James Gray (Two Lovers) remembers going to see Walter Murch talking about his groundbreaking sound and editing work on The Conversation. John Landis (An American Werewolf in London) remembers seeing the original King Kong, a "life-changing experience." Allison Anders (Gas Food Lodging) remembers seeing an obscure Bette Davis movie with a packed house. Rian Johnson (Brick) one time just simply walked in without even knowing what was playing (it turned out to be Fellini's And the Ship Sails On). Those four, plus six other directors, shared their feelings with the Los Angeles Times on the uncertain fate of the Los Angeles County Museum of Art, and especially its beloved Bing Theater.
But some of the others aren't in the mood for reminiscing. John Singleton (Boyz N the Hood) says, "seeing a film like How Green Was My Valley and Duel in the Sun on the wide screen is a whole other thing. If TV babies don't understand what cinema is then cinema will become TV. That's the travesty." And Bertrand Tavernier adds, "instead of conceding defeat, we have to mobilize ourselves.
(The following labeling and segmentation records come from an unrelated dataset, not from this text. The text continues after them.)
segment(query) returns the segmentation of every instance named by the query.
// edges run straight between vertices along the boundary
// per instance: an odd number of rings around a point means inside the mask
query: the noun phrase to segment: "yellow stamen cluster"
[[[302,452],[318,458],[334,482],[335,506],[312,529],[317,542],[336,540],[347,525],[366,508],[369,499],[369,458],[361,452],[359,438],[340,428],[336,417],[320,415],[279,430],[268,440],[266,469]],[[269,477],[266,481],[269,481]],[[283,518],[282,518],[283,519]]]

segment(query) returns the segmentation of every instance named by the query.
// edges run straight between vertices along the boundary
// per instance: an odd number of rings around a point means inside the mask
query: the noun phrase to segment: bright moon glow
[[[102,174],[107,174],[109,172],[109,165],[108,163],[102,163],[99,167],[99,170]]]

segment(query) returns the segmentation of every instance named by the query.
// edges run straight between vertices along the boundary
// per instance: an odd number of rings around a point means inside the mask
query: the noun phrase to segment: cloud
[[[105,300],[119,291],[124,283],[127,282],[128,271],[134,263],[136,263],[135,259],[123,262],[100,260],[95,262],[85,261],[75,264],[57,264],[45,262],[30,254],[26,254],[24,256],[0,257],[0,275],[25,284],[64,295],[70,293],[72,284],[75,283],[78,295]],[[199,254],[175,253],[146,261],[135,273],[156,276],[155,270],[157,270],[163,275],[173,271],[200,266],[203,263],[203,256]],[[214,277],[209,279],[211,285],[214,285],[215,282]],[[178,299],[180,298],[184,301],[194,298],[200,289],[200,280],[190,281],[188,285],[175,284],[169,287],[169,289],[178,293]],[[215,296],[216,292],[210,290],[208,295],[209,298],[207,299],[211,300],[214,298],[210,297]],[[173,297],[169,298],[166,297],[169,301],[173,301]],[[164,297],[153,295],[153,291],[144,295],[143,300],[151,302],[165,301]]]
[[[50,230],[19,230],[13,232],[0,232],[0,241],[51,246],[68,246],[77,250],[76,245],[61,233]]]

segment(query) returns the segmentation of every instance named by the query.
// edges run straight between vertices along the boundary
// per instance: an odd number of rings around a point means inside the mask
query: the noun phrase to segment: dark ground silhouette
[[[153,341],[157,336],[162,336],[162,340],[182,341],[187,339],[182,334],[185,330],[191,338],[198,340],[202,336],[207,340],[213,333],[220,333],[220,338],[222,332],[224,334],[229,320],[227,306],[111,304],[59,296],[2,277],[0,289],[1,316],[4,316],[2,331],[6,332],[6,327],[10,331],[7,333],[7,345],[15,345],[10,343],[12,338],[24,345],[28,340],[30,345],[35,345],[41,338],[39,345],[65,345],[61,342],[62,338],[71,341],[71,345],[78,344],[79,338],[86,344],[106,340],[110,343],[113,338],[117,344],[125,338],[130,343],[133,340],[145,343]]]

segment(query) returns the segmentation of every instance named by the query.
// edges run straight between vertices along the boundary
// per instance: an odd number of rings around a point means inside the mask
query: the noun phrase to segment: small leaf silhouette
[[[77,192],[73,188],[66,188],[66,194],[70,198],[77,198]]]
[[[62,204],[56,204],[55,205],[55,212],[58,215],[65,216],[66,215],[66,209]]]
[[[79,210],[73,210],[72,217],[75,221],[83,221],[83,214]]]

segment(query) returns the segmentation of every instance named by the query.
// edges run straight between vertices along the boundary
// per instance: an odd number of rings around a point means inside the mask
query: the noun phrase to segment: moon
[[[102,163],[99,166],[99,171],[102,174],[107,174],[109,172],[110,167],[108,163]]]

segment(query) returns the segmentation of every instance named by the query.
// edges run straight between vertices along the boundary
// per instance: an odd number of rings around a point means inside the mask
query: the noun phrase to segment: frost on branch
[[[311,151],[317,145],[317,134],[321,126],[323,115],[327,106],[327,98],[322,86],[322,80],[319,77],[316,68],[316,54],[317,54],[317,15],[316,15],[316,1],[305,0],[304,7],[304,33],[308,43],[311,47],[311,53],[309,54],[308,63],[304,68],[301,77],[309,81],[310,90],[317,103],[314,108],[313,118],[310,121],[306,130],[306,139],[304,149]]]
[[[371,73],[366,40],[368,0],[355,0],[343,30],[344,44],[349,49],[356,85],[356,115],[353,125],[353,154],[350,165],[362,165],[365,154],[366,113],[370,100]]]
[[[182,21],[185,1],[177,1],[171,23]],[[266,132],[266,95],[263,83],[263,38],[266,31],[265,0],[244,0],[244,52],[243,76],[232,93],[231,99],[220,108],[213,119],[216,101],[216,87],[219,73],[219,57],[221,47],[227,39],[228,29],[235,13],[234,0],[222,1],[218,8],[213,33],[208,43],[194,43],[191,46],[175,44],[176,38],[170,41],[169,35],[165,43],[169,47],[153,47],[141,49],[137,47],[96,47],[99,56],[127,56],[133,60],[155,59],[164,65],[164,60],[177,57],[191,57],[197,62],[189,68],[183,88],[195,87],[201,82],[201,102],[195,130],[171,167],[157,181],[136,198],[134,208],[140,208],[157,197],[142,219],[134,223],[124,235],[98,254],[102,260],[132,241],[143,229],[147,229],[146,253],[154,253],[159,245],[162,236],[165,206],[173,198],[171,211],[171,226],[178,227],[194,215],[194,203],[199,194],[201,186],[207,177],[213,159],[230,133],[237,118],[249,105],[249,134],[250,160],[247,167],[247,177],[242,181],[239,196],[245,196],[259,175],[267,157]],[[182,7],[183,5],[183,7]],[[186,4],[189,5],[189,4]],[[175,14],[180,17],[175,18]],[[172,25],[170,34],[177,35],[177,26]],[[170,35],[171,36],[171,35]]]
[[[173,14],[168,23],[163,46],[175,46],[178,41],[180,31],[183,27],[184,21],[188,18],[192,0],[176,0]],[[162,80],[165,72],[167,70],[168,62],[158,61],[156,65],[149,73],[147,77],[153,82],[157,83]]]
Let's bring in students and alert teachers. Culture has a price, it's true. Has someone already calculated how much the absence of culture will cost a country? How much does the death of curiosity cost?"
The legendary Roger Corman, who is responsible for launching as many careers as the LACMA, simply had this to say: "LACMA is dedicated to showing art to the people. The only true art form of modern times is motion pictures. If they do not show the only modern art form, they are not showing art." Nuff said.